Sunday, April 15, 2007

sunset / sunrise

Today was a beautiful day nearing seventy degrees. Tori and I went for a walk in search of a flea market run by one of the schools but we never found such a place. Instead I pointed out an old Norwegian couple sunbathing on their terrace; their wrinkly and red bodies standing out amongst the white paint and the scattered patio furniture. We walked and I mentioned that they sold ice cream near the lake so Tori was excited and bought a multi-colored device and we walked along the now completely unfrozen lake.

We lied on the dock and enjoyed the warmth and the bobbing of the dock until later in the afternoon when things became restless and we parted ways. I cooked a pasta meal I wasn't too fond of, having burnt much of the sausage. The flavors mixed poorly. At the lake we watched people jump into the water and then swear because it was just above freezing.

Some Frenchmen were keen on making bets with one of their friends on whether he would jump in naked. What amount of money would get him to do this.

Everywhere I go I see old people moving about at a good pace, sunning themselves and enjoying the freedom that Oslo seems to offer them. I think of grandma LaBounty back home in Las Vegas and think they she would fit perfect amongst the crowd here. Strolling around the lake and drinking coffee downtown, a sense of freedom because of the people and the small size of the city she does not get in her current home. That is the perception I get, and put forth eagerly while I walk around and view the population with both curiosity and fear.

Norway is a depressing place. Enveloped in a dense darkness for the Winter, and bathed in a brilliant and breath-taking light in the Summer. These extremes create a polarized mood, where there is no balance. And indeed, seeing people here, they are always on the brink of something. Throughout their lives they learn to deal with the situation and become rather placid and subservient to this 'world'. I have no such luck in accommodating with this place. And instead am in either strange rapture with my surroundings, or constant depression and mental sinking. I cannot fathom the bottoms of my thoughts. They are there, and they always peek and strike. And I parry back with illusions and monsters of my own outside creation. Based upon the world that I have consumed other than myself. I find that this works rather strangely, and I become plagued with the worst of fits and the worst of tears and laughter.

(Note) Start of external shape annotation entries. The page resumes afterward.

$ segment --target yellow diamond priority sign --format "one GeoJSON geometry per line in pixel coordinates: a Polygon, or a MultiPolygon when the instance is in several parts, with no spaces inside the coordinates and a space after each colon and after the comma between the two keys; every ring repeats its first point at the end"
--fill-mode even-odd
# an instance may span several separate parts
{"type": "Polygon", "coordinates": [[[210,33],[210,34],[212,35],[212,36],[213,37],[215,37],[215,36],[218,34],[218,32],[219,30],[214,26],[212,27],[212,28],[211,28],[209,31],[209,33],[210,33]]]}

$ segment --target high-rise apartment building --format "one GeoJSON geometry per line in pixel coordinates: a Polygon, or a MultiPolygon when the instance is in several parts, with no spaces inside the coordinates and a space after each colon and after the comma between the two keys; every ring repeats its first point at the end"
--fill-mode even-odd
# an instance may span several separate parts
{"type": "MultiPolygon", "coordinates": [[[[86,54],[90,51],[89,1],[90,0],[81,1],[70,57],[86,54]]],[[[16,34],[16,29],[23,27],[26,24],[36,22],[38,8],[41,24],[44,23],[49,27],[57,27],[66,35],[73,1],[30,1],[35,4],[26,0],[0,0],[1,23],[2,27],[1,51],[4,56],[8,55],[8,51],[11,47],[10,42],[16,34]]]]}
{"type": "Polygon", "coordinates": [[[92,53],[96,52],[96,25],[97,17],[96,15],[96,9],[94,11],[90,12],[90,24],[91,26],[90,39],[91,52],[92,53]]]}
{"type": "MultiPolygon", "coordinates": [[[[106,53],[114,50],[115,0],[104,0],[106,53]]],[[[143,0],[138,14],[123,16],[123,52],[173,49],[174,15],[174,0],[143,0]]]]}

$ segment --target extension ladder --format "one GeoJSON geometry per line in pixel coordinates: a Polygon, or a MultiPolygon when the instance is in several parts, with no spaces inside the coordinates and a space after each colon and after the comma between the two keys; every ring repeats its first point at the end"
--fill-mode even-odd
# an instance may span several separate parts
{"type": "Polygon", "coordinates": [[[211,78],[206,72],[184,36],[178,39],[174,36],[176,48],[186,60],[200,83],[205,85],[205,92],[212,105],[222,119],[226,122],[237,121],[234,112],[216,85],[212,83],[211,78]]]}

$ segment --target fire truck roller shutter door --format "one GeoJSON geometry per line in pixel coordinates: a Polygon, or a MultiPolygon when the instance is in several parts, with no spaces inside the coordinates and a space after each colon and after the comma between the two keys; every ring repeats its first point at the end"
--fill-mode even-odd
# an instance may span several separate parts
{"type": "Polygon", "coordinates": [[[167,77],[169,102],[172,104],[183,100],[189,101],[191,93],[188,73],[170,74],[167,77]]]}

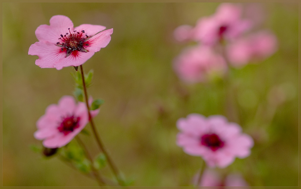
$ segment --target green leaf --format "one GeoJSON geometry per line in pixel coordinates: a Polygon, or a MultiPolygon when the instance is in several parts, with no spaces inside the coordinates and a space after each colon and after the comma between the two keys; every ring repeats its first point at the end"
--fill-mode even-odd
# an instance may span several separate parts
{"type": "Polygon", "coordinates": [[[75,90],[73,92],[73,94],[78,101],[84,102],[84,94],[82,90],[78,87],[76,87],[75,90]]]}
{"type": "Polygon", "coordinates": [[[36,153],[42,153],[42,148],[41,146],[36,144],[31,144],[29,146],[29,148],[36,153]]]}
{"type": "Polygon", "coordinates": [[[100,169],[104,167],[107,164],[107,159],[106,156],[102,153],[98,154],[94,160],[94,167],[97,169],[100,169]]]}
{"type": "Polygon", "coordinates": [[[89,71],[88,73],[85,74],[85,83],[87,85],[87,87],[90,85],[92,80],[92,77],[93,76],[93,70],[91,70],[89,71]]]}
{"type": "Polygon", "coordinates": [[[75,165],[76,168],[83,173],[88,173],[91,171],[90,162],[87,159],[85,159],[81,162],[76,162],[75,165]]]}
{"type": "Polygon", "coordinates": [[[84,128],[80,131],[80,133],[86,135],[90,135],[90,133],[88,131],[88,130],[84,128]]]}
{"type": "Polygon", "coordinates": [[[91,109],[94,110],[98,109],[104,102],[104,101],[101,99],[96,99],[94,100],[91,105],[91,109]]]}

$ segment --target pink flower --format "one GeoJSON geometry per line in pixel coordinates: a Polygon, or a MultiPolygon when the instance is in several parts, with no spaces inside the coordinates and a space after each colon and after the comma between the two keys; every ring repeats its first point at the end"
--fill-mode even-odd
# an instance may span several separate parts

I want desperately to claw my way out. And at the same time I have no further view towards where 'else' I would be. I imagine places that exist outside of such extremes. I don't know how much I can take in terms of falling within myself. Indeed, it is becoming rather worse for the wear. And in time I will emerge and look out at the trees, and the birds that walk rather than fly, and the great sky and sigh and kick up dust and think that I am nothing like that; and wish so much to instead be comfortable but I am instead always restless.

I have a fear that I will return and be once as I was. And everything here will become a stuffed in a box persona. 'He' will not live, and 'he' will be thrown away as being not useful towards the present. It is a sad fear. I am quite attached and sad and worn for all of it. But it is at least something. I don't want to be detached to anything anymore. I don't. I don't know how to approach any other way.

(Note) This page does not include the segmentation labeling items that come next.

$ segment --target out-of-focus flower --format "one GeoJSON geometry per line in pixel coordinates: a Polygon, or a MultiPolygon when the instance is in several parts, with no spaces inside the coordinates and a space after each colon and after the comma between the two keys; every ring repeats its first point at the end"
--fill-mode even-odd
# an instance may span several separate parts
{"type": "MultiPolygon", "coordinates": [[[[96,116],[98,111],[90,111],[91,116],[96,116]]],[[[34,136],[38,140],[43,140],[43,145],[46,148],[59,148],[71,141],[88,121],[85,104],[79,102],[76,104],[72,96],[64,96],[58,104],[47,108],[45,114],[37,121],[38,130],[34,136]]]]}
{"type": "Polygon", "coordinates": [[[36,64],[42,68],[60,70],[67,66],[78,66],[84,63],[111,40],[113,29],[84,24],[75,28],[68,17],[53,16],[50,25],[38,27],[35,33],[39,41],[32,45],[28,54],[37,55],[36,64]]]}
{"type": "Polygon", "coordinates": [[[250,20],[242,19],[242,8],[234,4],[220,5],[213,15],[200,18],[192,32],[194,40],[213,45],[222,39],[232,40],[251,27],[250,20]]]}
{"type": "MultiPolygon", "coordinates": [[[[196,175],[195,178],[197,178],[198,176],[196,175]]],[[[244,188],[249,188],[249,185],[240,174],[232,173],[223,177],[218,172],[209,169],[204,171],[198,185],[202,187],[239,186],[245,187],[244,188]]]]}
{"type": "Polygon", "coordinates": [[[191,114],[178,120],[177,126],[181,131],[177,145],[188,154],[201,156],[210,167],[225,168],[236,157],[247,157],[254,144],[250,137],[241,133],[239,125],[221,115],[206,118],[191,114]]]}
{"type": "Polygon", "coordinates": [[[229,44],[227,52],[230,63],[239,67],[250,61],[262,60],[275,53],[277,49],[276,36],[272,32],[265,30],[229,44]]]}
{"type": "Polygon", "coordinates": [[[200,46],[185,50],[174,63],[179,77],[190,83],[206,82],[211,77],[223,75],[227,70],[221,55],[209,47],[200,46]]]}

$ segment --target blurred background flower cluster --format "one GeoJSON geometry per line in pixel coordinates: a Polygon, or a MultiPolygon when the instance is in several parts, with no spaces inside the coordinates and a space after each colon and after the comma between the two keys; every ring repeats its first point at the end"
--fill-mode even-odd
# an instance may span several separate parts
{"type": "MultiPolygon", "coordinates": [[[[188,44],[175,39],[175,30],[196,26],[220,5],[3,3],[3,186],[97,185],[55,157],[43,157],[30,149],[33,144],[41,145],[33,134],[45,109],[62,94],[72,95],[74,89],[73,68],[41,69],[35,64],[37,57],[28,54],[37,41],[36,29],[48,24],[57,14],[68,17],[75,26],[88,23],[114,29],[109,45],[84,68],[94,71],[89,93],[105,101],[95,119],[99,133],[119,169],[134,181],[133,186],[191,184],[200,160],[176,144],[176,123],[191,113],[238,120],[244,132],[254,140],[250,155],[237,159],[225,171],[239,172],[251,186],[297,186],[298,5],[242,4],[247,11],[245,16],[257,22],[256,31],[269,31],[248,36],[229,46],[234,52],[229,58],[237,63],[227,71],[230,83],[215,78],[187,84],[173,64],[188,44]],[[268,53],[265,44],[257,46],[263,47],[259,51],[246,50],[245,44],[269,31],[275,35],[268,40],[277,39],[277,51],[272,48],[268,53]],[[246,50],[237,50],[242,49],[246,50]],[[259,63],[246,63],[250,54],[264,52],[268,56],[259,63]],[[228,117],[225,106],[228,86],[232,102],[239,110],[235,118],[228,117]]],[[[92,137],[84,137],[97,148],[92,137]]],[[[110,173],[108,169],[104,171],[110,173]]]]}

I want to be honest but can only assume I am so clever that honesty in all its forms is simply the best of my own manipulation. I feel as if I have crafted such a defensive system that there is no escaping it, even if I am the master and want to leave. Indeed, it is as if I signed a contract long ago with myself, and it said, 'You are not to breach the walls, the walls you have indeed made to keep you from crumbling. You know full well the terror and pain of the outside world. You have experienced them first hand as a sensitive and unknown child. And due to this you were forced to fortress your being as to protect it from everything. In doing so you understand fully that you will forever be pitched away from all those that you love. And by being pitched away you will be further protected. Those that hug you will only feel a slight chill and a detached emotion that makes them feel sad and uncomfortable all at once. It is simply the way that this must be.'

And I signed knowing that this indeed was the success of my own feeling's enslavement to protect me from feeling any sort of pain worth those of the people that will come and go into my life.

I am completely lost. And I know full well that there is nothing to be lost about. Why, there is simply this. And I see that. I know that the desert where I wander is abstract, and that thought merely makes it worse. But thought is so important, the key to freeing myself from my own bonds. Where I wrote the loophole, I will find it.

As for the knot, to tie the shoe to the foot, I am struggling. And I don't know what to do with anything except move like the sun. Up and down in understanding that I will burn away but must keep rising and setting.